For example, you will definitely want to filter on labels (including regexps)
while tailing, and such filtrering should support adjustable context (both #
of lines and time interval) and should support an optional time range to
scroll back into history ("tail from 2pm"). And of course, grepping of
historical entries.

Another thing I am not impressed with is pricing. Loggly seems the most
reasonable in terms of price per volume, except it limits the number of "team
members" to a ridiculous degree (5 users or something like that).
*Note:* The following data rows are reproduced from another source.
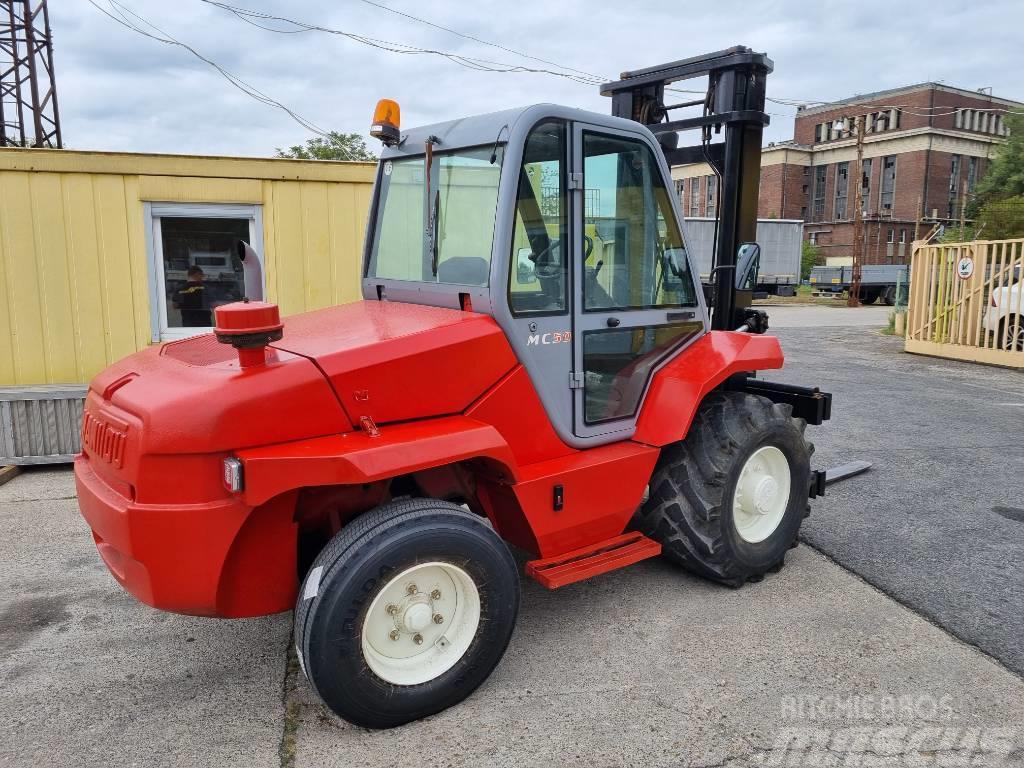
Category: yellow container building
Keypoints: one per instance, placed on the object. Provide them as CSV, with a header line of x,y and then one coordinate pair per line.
x,y
103,253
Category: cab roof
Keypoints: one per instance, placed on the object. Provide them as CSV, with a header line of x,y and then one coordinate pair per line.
x,y
497,127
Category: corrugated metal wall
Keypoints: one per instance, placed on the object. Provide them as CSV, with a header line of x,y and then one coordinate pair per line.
x,y
40,425
74,267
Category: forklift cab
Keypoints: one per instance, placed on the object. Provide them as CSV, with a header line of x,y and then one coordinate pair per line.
x,y
560,224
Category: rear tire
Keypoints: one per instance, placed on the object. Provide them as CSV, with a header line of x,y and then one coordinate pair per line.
x,y
406,611
717,501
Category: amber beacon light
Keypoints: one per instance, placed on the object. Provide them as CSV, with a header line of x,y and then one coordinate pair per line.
x,y
387,119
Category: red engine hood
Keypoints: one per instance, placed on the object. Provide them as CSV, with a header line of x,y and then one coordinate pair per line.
x,y
394,361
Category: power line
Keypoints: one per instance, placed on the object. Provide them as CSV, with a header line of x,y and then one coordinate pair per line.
x,y
472,62
123,15
480,40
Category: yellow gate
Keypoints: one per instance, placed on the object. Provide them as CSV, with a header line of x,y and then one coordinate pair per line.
x,y
967,301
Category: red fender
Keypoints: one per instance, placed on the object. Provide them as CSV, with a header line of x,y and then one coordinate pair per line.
x,y
677,389
357,457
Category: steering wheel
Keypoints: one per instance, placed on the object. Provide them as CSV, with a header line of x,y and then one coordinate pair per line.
x,y
548,267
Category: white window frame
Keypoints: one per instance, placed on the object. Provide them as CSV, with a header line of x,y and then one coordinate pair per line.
x,y
154,212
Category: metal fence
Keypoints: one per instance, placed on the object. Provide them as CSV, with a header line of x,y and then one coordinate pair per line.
x,y
967,301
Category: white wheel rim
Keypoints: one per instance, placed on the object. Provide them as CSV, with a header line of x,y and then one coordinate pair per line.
x,y
762,494
421,624
1013,341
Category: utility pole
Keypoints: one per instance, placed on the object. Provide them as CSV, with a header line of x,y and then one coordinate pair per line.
x,y
858,233
920,216
29,115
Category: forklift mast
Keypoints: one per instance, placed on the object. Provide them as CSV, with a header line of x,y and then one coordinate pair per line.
x,y
734,102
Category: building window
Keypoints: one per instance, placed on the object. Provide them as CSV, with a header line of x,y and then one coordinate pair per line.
x,y
865,184
820,176
199,261
954,171
842,189
888,183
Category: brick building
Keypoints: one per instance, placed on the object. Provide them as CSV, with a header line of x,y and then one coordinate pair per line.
x,y
925,148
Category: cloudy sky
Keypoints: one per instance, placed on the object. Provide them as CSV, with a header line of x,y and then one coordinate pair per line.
x,y
121,91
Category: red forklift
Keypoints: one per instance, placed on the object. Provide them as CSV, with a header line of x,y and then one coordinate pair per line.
x,y
534,364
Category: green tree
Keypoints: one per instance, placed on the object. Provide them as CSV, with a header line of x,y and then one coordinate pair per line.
x,y
333,146
1005,177
810,257
1001,219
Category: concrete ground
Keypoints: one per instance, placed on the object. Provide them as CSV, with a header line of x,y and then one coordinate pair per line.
x,y
645,667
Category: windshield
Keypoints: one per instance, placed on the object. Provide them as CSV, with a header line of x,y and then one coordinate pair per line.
x,y
442,233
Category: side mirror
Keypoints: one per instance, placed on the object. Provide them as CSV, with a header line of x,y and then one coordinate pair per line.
x,y
748,263
252,271
525,270
675,262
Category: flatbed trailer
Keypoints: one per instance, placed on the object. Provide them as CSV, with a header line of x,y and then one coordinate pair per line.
x,y
877,282
780,242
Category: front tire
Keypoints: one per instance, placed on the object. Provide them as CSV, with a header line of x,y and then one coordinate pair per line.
x,y
406,611
727,502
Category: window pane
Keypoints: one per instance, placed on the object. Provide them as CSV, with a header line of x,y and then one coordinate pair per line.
x,y
617,364
461,209
537,280
636,257
398,232
202,269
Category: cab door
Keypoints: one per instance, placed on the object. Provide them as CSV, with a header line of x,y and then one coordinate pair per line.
x,y
635,301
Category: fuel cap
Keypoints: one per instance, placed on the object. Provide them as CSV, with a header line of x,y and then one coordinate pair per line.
x,y
249,327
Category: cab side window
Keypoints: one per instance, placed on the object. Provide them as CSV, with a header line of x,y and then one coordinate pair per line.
x,y
539,263
635,256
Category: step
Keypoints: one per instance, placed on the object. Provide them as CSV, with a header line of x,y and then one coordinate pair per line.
x,y
577,565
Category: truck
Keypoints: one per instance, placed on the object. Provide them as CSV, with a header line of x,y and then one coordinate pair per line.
x,y
780,242
877,282
371,465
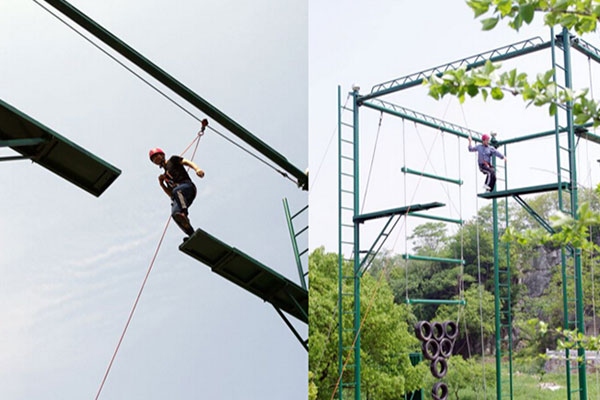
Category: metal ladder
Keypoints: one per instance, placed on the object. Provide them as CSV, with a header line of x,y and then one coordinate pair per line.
x,y
567,203
348,312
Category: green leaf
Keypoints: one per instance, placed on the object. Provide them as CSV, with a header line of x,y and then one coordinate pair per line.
x,y
526,11
489,23
497,93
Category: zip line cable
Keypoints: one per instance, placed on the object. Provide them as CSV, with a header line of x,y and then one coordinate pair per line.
x,y
162,93
197,141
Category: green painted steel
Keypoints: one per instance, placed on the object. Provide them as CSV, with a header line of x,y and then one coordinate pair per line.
x,y
55,152
22,142
566,39
539,135
359,219
435,301
503,53
440,178
427,258
525,190
423,119
340,252
357,366
290,223
152,69
248,273
437,218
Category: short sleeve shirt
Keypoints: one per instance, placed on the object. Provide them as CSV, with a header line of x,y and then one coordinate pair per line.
x,y
175,172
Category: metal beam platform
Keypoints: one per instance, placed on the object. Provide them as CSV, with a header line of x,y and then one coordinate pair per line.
x,y
394,211
169,81
42,145
249,274
525,190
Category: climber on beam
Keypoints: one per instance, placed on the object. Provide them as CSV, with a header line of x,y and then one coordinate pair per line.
x,y
484,159
176,183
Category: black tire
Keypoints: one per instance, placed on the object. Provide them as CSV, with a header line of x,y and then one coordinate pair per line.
x,y
450,330
439,367
431,349
437,329
446,347
435,391
423,330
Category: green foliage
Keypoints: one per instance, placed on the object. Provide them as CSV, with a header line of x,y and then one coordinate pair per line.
x,y
385,338
580,15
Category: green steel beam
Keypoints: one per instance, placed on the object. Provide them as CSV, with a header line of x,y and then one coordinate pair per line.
x,y
500,54
423,119
248,273
566,46
22,142
293,235
525,190
539,135
431,301
356,187
425,174
13,158
586,48
437,218
152,69
54,152
427,258
359,219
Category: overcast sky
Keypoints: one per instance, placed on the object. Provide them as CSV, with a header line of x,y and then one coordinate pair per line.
x,y
366,43
72,264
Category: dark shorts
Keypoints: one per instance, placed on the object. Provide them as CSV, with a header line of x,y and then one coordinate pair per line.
x,y
183,196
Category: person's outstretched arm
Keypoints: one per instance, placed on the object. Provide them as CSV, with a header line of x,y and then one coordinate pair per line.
x,y
193,166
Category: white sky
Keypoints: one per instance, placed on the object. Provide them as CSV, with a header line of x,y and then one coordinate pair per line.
x,y
367,43
72,264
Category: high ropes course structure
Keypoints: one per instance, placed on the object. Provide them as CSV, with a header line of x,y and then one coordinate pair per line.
x,y
352,248
42,145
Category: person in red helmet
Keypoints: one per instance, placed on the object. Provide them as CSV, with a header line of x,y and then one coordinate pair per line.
x,y
176,183
484,159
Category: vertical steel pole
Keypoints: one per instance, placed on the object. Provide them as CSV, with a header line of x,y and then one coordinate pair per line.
x,y
574,205
356,249
340,254
497,301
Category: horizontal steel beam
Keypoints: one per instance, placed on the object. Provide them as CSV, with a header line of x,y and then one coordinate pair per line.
x,y
152,69
425,174
500,54
22,142
422,119
432,301
428,258
359,219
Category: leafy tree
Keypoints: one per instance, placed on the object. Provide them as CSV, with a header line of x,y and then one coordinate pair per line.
x,y
385,338
580,15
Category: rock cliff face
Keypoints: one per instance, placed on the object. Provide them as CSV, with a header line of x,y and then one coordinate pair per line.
x,y
536,277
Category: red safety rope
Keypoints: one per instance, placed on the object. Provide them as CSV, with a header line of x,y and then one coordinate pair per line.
x,y
197,141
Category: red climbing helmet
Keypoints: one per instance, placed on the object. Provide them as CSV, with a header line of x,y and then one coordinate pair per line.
x,y
154,151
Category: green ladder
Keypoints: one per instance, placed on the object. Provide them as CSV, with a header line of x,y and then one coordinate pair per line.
x,y
349,281
567,202
502,301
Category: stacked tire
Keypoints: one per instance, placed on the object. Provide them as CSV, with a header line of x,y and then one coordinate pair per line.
x,y
437,345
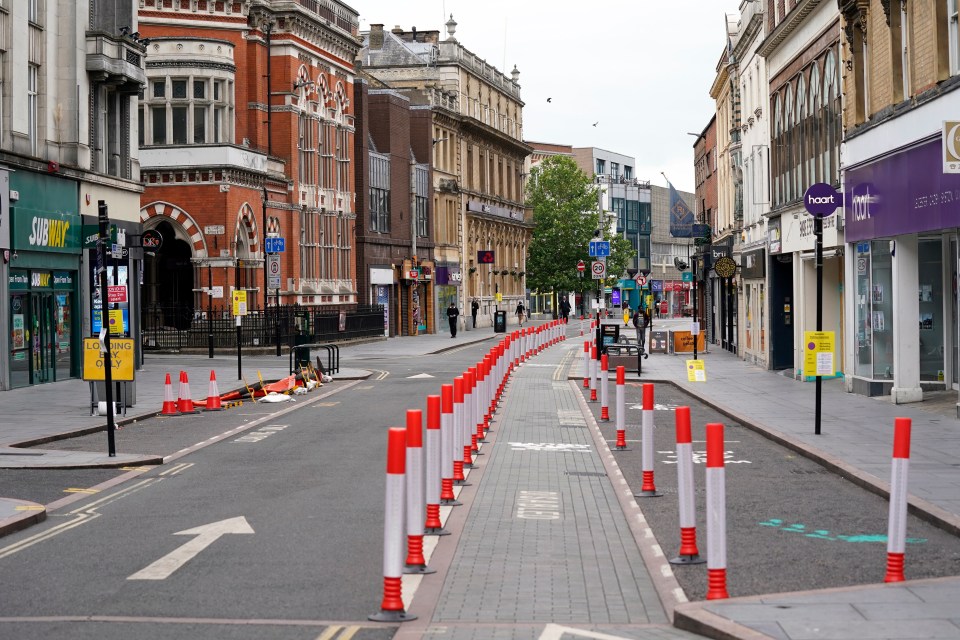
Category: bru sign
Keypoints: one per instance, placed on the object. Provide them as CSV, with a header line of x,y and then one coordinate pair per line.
x,y
121,362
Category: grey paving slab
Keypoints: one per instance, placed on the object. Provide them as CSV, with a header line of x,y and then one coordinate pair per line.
x,y
546,540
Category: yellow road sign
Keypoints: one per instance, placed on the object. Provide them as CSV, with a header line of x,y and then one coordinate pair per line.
x,y
121,364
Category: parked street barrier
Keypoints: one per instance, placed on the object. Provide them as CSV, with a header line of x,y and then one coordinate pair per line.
x,y
716,515
432,525
897,519
621,409
447,439
391,607
604,388
416,508
689,554
648,488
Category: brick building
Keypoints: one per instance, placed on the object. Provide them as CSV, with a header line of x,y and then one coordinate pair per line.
x,y
246,133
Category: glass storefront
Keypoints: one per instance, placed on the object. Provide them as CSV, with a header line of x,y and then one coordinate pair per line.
x,y
42,322
874,310
930,271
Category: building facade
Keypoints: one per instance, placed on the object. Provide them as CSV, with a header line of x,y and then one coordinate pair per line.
x,y
67,143
478,162
901,187
395,265
246,129
801,49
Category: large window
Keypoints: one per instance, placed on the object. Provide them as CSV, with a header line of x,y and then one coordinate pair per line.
x,y
187,110
379,193
33,106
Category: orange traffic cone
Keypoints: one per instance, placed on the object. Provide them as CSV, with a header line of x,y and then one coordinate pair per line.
x,y
213,394
169,406
185,400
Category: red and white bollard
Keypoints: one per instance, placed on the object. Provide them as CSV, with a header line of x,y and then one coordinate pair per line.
x,y
593,374
716,515
604,388
463,441
586,364
391,607
447,442
621,409
648,489
689,554
432,525
897,524
416,509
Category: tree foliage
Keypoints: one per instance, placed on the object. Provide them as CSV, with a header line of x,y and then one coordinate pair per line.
x,y
566,218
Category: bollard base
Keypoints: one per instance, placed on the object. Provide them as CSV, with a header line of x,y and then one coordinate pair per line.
x,y
648,494
417,569
392,616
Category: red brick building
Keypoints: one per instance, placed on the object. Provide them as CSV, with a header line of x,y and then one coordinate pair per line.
x,y
246,128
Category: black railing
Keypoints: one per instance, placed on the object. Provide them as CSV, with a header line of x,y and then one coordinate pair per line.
x,y
173,327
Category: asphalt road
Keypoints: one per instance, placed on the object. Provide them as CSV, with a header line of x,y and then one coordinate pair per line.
x,y
791,524
306,477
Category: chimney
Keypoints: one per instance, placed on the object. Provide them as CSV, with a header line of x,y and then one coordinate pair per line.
x,y
376,37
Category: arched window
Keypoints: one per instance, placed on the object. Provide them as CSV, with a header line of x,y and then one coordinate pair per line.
x,y
829,119
790,163
813,117
801,139
777,169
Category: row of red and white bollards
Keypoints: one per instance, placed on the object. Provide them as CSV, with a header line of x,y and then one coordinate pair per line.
x,y
457,422
716,480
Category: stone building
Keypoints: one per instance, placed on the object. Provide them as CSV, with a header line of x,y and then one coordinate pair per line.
x,y
246,127
69,76
481,226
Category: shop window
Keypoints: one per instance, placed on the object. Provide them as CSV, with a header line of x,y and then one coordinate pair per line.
x,y
874,312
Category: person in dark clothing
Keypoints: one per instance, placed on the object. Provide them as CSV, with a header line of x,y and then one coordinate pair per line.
x,y
452,314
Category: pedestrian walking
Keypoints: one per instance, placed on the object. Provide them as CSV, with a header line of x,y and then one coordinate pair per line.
x,y
452,314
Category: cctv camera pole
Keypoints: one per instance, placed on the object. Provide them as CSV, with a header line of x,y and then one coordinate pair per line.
x,y
107,354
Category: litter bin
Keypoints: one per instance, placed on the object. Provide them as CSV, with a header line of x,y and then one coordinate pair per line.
x,y
609,334
500,321
301,350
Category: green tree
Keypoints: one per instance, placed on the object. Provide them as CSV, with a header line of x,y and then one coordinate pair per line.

I set up Graylog once and wasn't impressed with it. Its reliance on
Elasticsearch means it is quite static when it comes to the schema/input
format. You can't change the settings; there is no reindexing support (or at
least this was the case when I tried it, a year ago or so). Also, don't think
it has any CLI tools?

------
kozikow
I recently just plugged python logger from
[https://github.com/GoogleCloudPlatform/gcloud-
python#google-...](https://github.com/GoogleCloudPlatform/gcloud-
python#google-stackdriver-logging) into my python codebase. Configuration took
15 minutes, I have nice dashboard showing recent logs, I can log either
strings or jsons. I can analyze data later using BigQuery. It works from
docker containers.

I was contemplating trying out logstash or fluentd, but I don't see any major
advantage over current simple solution. Can anyone more knowledgable than me
help with explaining what I would get from logstash/fluentd?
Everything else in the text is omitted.